WILMINGTON – Sarah Ridgway Willoughby, the longtime executive director of the Greater Wilmington Convention and Visitors Bureau, announced Tuesday afternoon that she will be stepping down from her position at the end of June for a planned move to Florida.

Willoughby has been director for more than 12 years of the nonprofit bureau that serves as New Castle County’s destination marketing organization, promoting the region’s tourism offerings to leisure and business travelers, as well as meeting and convention planners. Her departure comes as Wilmington is experiencing unprecedented national and international attention as President-elect Joe Biden hosted months of campaign and transition events around the county.
Willoughby first shared her plans with the bureau’s executive committee in February 2020, with plans to depart in about a year. Since then, the COVID-19 pandemic has devastated the tourism industry, leading to a tremendous drop in the funding for the GWCVB, which almost entirely depends upon public accommodation tax on hotel stays.
Over the past year, Willoughby has been a strong proponent for Delaware’s tourism industry along with the Delaware Hotel and Lodging Association (DHLA).

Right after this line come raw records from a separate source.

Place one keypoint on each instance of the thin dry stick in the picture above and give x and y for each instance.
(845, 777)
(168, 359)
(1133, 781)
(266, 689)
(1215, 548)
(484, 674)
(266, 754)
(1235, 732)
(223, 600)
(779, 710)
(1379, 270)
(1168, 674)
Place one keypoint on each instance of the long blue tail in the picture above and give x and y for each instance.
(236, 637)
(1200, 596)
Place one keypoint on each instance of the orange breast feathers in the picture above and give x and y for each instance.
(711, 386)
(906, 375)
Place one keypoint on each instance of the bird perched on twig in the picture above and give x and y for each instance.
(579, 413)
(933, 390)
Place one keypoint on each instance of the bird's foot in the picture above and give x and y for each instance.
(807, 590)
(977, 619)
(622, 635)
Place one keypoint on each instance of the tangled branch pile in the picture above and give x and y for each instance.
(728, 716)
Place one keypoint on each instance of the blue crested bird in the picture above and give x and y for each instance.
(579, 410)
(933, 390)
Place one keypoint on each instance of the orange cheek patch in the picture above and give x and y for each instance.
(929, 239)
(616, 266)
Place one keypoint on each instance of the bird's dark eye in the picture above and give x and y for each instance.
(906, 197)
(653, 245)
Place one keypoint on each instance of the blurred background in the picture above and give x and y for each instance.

Bill Sullivan, chairman of the bureau’s board of directors and a colleague on the DHLA board with Willoughby, called her “an asset to our tourism community.”
“We are very sorry to see her go. She has built a highly successful marketing program, strong community bonds and a dedicated team of staff members that will continue to build upon the foundation she has laid,” he said in a statement.
A search committee has been established and a job description and duties will be posted by the end of January, officials said. Applications will be accepted until March 1.
The next director will take over a bureau that is still grappling with the pandemic, but also seeking to take advantage of the so-called “Biden effect.” With intense interest in the new president and his ties to Delaware, the bureau is expecting to roll out a promotional campaign tying itineraries to the life of the 46th president after the pandemic subsides.
Meanwhile, Willoughby is moving with her husband, Gary, to Florida, where they expect to do some bass fishing and she expects to find another position. The move south is a bit of a return homeward for Willoughby, who grew up in Mississippi and met her husband in Alabama.
They moved to Delaware for Gary’s work in insurance and she found a job at Winterthur Museum, Garden & Library, the historic du Pont family estate near Rockland.
“When I interviewed, I knew nothing about the du Ponts other than some things I had read. Decorative arts were not my forte, nor was gardening, but I knew marketing. So, they took a chance on me,” she recalled.
Willoughby ended up spending 11 years as director of tourism development at Winterthur, before joining the GWCVB in 2004 and taking its helm four years later. In her tenure, she built the bureau’s passport ticket promotion, fostered its bus trip program, completed upgrades to the bureau’s website and social media channels, undertook the Brandywine Valley replacement signage program, and sought to advocate for the tourism industry as a whole.
She said her proudest achievement was lobbying to save the bureau in 2017, when the state’s Joint Finance Committee sought to end state funding for the bureau’s operations amid a budget deficit. Her appeal was heard by state legislators, who reversed course in the wee hours of the last day of that year’s legislature to retain the funding in the Fiscal Year 2018 budget and ensure the state’s destination marketing organizations continued operations.
Willoughby said that she was particularly passionate about promoting New Castle County’s tourism industry because of the misguided belief that all of Delaware’s tourism potential was tied to its Sussex County beaches.
“While the beaches do a great job, there are many cultural attractions and a variety of state and county parks here well worth seeing,” she said. “I was determined to make New Castle County shine because it just had so much potential.”